Sendek has taken this team to the NCAA tournament just twice in his eight years in Tempe, with an additional berth in the National Invitational Tournament to boot.
In those two trips to the big dance, Sendek’s teams did not advance past the second round. The highs of this coaching tenure aren’t even all that high.
Overall, Sendek’s teams haven’t ever been all that bad. ASU had a disastrous 2011-12 season in which it won only 10 games, but by and large, Sendek has kept the team fairly steady.
In his eight years as head coach, Sendek has guided the Sun Devils to an average of 17.5 wins per season with just less than 15 average losses.
In terms of conference play, the teams have averaged a slightly less than .500 with 7.6 wins and 8.1 losses per season. Their average finish in the Pac-12 is sixth. In other words, dead average.

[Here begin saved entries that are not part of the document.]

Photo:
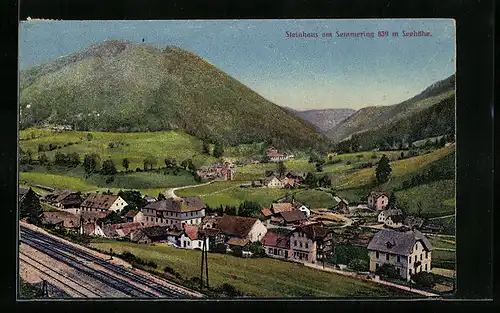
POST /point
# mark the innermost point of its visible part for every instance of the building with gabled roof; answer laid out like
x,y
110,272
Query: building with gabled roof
x,y
409,251
175,212
101,203
241,227
377,200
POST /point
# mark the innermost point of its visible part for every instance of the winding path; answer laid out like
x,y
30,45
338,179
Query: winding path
x,y
169,193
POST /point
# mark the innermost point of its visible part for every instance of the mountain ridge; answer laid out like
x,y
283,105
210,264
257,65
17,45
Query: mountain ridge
x,y
127,87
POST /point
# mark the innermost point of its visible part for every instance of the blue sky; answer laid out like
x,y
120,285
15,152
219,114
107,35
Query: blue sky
x,y
302,73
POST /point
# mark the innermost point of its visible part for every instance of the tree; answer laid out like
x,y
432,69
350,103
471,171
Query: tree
x,y
424,279
392,200
43,159
218,150
108,167
383,170
91,163
206,147
310,179
30,208
281,169
387,270
125,163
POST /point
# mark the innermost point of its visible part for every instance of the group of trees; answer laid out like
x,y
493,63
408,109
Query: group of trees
x,y
313,181
218,148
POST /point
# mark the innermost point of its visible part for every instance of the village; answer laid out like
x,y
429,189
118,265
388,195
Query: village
x,y
395,247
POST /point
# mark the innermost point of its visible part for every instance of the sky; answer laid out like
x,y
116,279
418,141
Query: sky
x,y
297,72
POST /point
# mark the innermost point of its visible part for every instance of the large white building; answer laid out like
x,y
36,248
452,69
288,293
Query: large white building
x,y
175,212
410,252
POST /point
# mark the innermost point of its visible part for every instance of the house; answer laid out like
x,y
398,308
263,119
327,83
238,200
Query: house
x,y
65,199
276,245
102,203
394,221
294,217
215,236
134,216
340,205
281,207
175,212
23,192
92,229
238,229
150,234
409,251
413,222
149,199
311,242
266,212
382,216
191,238
300,207
272,182
377,200
61,219
275,156
88,217
124,229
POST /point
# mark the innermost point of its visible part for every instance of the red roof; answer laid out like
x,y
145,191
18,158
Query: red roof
x,y
238,242
191,231
266,212
272,239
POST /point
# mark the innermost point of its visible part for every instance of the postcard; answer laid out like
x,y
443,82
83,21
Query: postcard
x,y
212,159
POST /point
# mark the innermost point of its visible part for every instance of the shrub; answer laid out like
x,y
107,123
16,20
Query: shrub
x,y
218,248
424,279
229,290
359,265
387,270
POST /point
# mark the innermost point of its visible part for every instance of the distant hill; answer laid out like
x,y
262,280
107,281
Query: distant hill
x,y
119,86
375,119
323,120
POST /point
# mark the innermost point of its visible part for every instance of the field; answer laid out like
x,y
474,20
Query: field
x,y
433,197
399,169
443,259
134,146
262,277
442,242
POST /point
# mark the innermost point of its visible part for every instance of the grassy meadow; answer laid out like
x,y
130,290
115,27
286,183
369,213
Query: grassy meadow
x,y
262,277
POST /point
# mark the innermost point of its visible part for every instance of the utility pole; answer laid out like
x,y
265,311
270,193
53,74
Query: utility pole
x,y
45,289
204,261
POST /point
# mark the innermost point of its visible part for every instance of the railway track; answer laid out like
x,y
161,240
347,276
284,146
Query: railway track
x,y
55,276
106,278
52,243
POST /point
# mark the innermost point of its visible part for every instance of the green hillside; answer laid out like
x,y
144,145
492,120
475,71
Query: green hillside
x,y
375,118
117,86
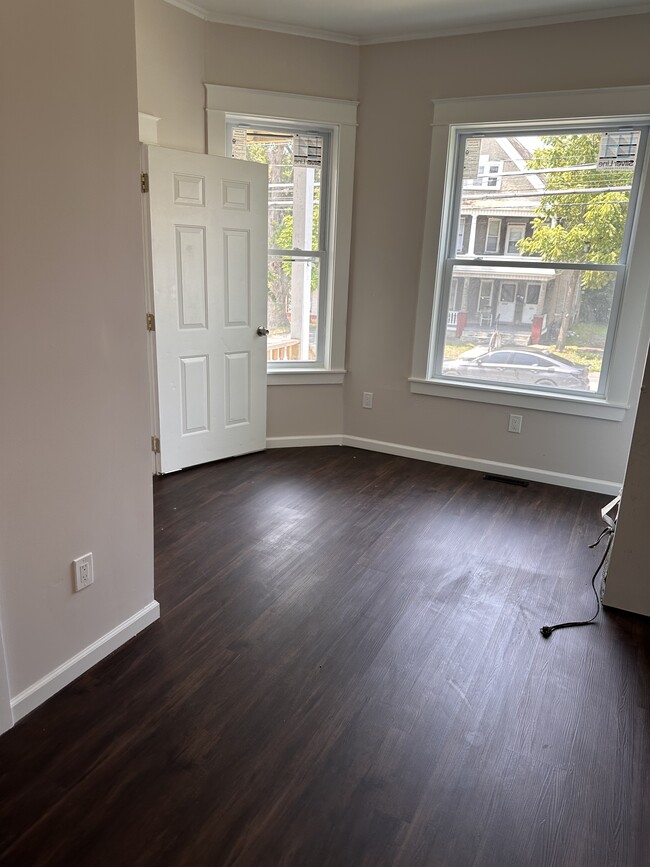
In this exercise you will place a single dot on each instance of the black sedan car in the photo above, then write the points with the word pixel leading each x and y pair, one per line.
pixel 520 367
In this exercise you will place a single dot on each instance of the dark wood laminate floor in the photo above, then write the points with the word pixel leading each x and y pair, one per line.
pixel 348 671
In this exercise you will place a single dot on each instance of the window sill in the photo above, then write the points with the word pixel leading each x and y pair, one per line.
pixel 591 407
pixel 305 376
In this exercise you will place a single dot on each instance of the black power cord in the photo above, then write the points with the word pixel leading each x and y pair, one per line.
pixel 548 630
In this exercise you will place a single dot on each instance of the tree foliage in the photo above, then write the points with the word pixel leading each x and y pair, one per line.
pixel 578 226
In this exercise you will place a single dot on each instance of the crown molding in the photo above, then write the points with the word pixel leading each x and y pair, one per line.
pixel 406 36
pixel 514 24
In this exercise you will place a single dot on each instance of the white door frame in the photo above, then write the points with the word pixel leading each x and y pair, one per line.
pixel 148 129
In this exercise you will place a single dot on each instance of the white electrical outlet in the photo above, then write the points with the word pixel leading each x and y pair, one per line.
pixel 83 571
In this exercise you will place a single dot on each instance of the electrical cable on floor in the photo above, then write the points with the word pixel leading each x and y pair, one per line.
pixel 548 630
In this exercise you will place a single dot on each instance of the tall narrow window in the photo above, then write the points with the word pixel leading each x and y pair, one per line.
pixel 298 161
pixel 493 236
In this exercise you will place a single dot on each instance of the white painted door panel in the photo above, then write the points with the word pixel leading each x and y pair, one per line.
pixel 209 244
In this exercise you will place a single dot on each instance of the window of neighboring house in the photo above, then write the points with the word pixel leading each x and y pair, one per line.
pixel 298 229
pixel 488 174
pixel 309 145
pixel 492 236
pixel 514 234
pixel 561 289
pixel 533 292
pixel 456 296
pixel 460 240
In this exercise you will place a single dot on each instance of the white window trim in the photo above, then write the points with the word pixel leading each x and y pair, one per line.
pixel 340 116
pixel 491 222
pixel 488 307
pixel 633 326
pixel 509 228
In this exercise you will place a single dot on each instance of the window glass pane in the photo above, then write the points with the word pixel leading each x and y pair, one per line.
pixel 554 327
pixel 294 162
pixel 293 308
pixel 559 200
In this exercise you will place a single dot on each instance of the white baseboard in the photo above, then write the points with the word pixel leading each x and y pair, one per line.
pixel 297 442
pixel 64 674
pixel 565 480
pixel 502 469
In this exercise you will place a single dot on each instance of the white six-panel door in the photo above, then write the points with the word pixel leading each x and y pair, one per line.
pixel 209 262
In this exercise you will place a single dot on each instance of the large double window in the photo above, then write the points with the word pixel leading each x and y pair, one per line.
pixel 535 290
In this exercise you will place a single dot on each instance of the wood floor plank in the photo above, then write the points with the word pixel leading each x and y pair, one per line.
pixel 349 671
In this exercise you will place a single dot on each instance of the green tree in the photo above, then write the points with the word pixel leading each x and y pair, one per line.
pixel 578 226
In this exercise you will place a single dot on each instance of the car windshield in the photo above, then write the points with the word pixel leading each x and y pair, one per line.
pixel 559 360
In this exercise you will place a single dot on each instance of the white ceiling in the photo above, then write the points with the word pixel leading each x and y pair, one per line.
pixel 367 21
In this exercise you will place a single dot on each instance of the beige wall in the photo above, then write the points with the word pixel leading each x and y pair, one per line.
pixel 75 461
pixel 397 84
pixel 177 53
pixel 628 579
pixel 171 72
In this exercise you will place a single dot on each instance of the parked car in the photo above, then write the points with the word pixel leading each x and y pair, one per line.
pixel 520 367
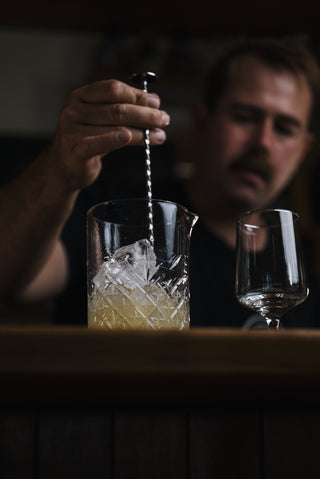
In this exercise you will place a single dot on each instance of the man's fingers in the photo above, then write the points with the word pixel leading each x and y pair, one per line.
pixel 114 91
pixel 119 114
pixel 91 146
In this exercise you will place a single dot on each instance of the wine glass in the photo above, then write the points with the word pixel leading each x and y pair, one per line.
pixel 270 273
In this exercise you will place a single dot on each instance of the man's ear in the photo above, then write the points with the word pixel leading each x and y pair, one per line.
pixel 309 142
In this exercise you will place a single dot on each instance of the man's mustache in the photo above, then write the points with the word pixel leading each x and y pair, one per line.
pixel 256 161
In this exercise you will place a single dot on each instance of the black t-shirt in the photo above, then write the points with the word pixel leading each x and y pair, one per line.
pixel 212 271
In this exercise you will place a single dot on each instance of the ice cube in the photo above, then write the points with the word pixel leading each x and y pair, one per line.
pixel 130 266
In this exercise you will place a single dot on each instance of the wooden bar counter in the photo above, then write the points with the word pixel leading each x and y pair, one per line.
pixel 207 403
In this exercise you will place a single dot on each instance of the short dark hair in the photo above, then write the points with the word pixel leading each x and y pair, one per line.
pixel 288 54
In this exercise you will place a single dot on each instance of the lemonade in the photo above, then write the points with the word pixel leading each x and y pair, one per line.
pixel 150 307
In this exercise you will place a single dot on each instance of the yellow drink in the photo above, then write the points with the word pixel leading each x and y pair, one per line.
pixel 150 307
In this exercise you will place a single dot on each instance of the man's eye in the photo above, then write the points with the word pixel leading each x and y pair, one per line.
pixel 283 129
pixel 244 119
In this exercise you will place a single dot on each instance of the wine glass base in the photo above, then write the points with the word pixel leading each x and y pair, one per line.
pixel 273 323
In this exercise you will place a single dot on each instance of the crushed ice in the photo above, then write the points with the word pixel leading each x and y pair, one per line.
pixel 130 266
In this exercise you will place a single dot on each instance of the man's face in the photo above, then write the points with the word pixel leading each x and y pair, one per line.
pixel 253 142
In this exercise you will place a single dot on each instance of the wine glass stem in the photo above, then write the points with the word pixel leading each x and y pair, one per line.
pixel 273 323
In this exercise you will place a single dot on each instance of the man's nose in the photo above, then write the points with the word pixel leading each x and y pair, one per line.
pixel 264 134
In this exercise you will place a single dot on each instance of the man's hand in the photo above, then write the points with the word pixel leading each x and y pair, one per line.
pixel 98 119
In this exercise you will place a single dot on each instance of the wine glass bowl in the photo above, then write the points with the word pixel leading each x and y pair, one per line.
pixel 270 272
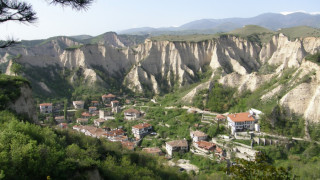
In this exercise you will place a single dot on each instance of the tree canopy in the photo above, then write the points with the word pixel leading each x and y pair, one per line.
pixel 20 11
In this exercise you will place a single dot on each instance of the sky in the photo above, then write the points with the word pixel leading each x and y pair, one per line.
pixel 116 15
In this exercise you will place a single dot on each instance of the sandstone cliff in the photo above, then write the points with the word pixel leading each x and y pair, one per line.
pixel 161 66
pixel 25 105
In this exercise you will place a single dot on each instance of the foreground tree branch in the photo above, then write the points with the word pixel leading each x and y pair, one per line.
pixel 13 10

It’s easy to argue that ASU has essentially committed to another three years of cripplingly average play. In fact, Michael Hlebasko of Busting Brackets, a Sports Illustrated offshoot, has made just that argument.

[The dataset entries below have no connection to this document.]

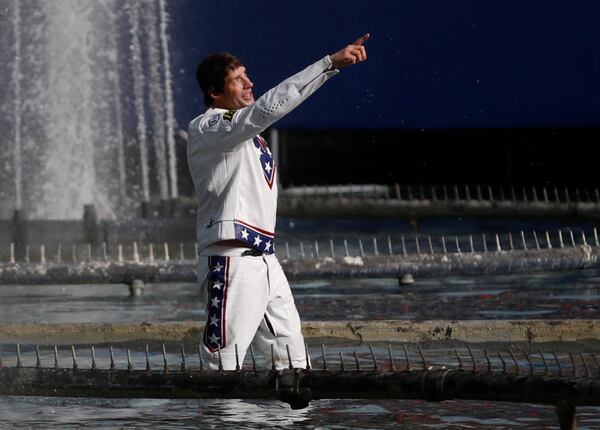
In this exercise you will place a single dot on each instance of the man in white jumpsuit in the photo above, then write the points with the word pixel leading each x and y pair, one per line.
pixel 248 296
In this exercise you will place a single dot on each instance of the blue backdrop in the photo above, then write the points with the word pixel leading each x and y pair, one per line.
pixel 432 63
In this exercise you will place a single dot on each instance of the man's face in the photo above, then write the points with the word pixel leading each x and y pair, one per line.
pixel 237 91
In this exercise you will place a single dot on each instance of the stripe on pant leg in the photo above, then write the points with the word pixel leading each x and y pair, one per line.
pixel 218 282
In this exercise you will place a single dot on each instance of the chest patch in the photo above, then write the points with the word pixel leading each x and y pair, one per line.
pixel 266 159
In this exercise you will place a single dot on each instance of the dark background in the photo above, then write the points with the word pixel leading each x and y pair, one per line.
pixel 477 92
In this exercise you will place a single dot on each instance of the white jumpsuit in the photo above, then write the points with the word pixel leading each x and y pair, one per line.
pixel 248 296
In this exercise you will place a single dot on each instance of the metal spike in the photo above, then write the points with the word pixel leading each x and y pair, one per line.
pixel 503 362
pixel 537 243
pixel 272 357
pixel 473 361
pixel 573 363
pixel 528 361
pixel 546 369
pixel 253 359
pixel 406 357
pixel 460 364
pixel 56 362
pixel 165 365
pixel 392 367
pixel 291 365
pixel 93 353
pixel 357 362
pixel 200 357
pixel 18 355
pixel 487 358
pixel 557 363
pixel 221 359
pixel 74 355
pixel 148 366
pixel 548 242
pixel 517 368
pixel 374 359
pixel 523 240
pixel 136 255
pixel 423 361
pixel 585 365
pixel 560 240
pixel 183 361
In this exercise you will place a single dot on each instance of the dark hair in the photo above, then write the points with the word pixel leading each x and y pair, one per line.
pixel 212 71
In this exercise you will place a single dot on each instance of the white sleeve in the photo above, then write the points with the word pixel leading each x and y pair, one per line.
pixel 233 127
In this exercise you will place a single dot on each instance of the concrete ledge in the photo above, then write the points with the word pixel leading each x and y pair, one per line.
pixel 583 331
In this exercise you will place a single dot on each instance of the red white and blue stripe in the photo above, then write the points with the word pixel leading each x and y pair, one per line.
pixel 218 282
pixel 266 159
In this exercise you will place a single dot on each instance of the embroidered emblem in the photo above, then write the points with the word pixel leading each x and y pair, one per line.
pixel 255 237
pixel 213 120
pixel 266 159
pixel 228 115
pixel 218 281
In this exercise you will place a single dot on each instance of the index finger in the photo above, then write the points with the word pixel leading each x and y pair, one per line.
pixel 362 39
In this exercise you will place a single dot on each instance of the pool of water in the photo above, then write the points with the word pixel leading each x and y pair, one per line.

I see it in a different light. ASU has wisely positioned itself at a crossroads.
Let’s consider the situation in which the Sun Devils don’t extend Sendek. He goes through the 2014-15 season struggling to overcome the losses of Carson and Jordan Bachynski, the team’s best players from a year ago.
He then enters the final year of his contract as a lame duck, unable to attract any quality recruits and therefore, dooming the team to a lost season.

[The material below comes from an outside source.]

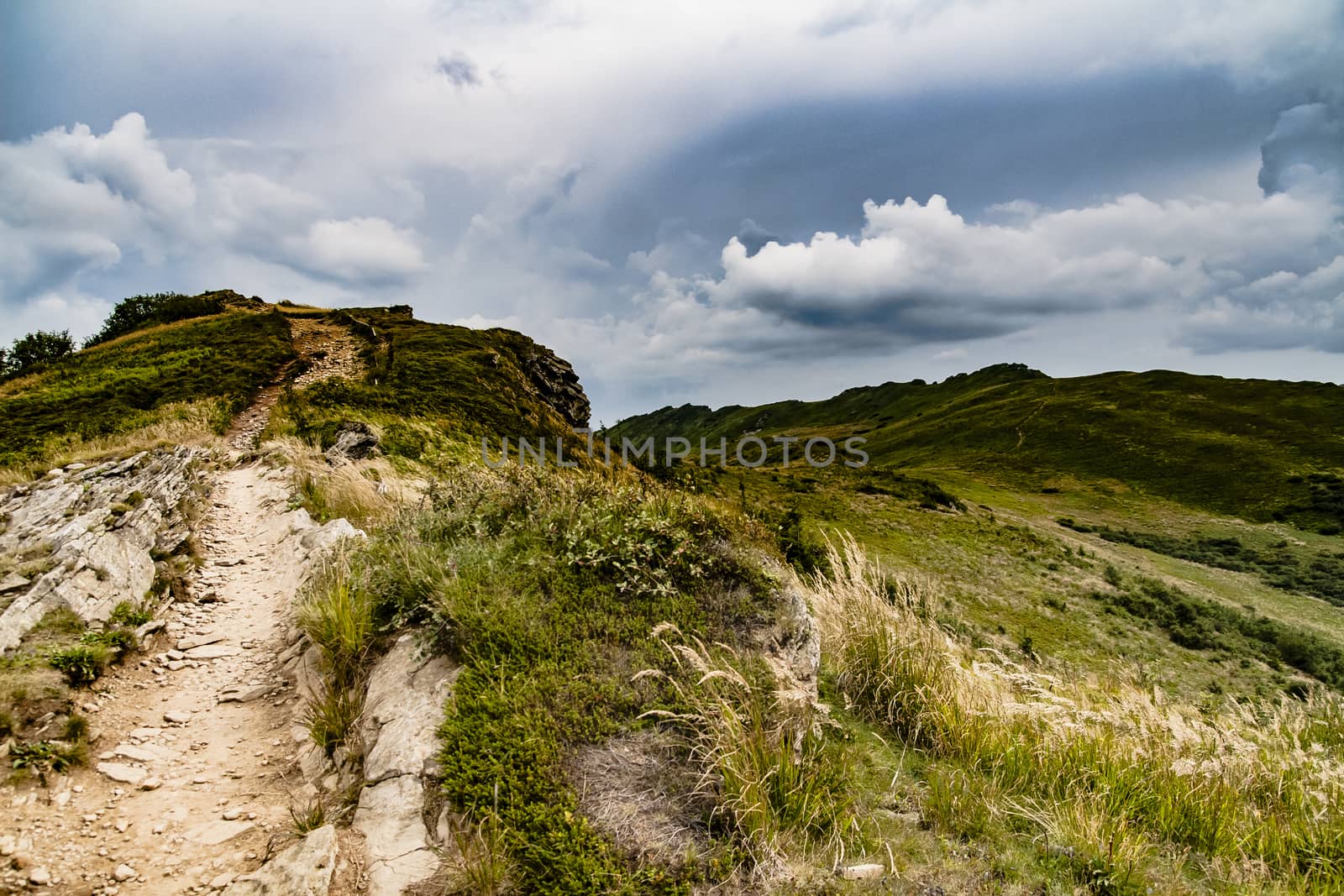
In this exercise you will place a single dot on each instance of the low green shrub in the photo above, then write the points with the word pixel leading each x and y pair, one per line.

Whoever replaces Sendek inevitably turns over the roster and rebuilds the program in his image, presumably committing the team to one or two seasons of transition before it’s in a position to succeed.
So without Sendek, ASU is almost guaranteed four years of “bleh.”
With Sendek, however, there is hope for more. Granted, the team could rattle off a few more average seasons during which fans gnaw at their nails while the team exists in March Madness bubble purgatory.
But, Sendek could also capture the magic he had during 2007-10, when his squads rattled off win totals of 21, 25 and 22 wins, finishing no lower than fifth in the Pac-12.
When you look at the rest of the Pac-12 right now, there isn’t a lot to be afraid of. UA had a phenomenal season last year and could very well be one of the nation’s elite teams this year as well.
UCLA and USC are both teams with some potential, though UCLA was recently gutted by players leaving for the NBA.
Sure, the conference had a total of six teams represented in the NCAA tournament last year, but only two were higher than a No. 8 seed (UCLA was the No. 4 seed in the South bracket, UA was No. 1 in the West).
That means this conference is prime for the taking — or at the very least, a high seed.
With renewed job security, Sendek might have what he needs to attract another star recruit like Harden or Carson. A talent like that might very well have ASU at the top of the Pac-12.
So while nothing is guaranteed, by extending Sendek, ASU gave itself the chance to have great success in the coming seasons rather than frustration. By virtue of that opportunity alone, the extension might be worth it.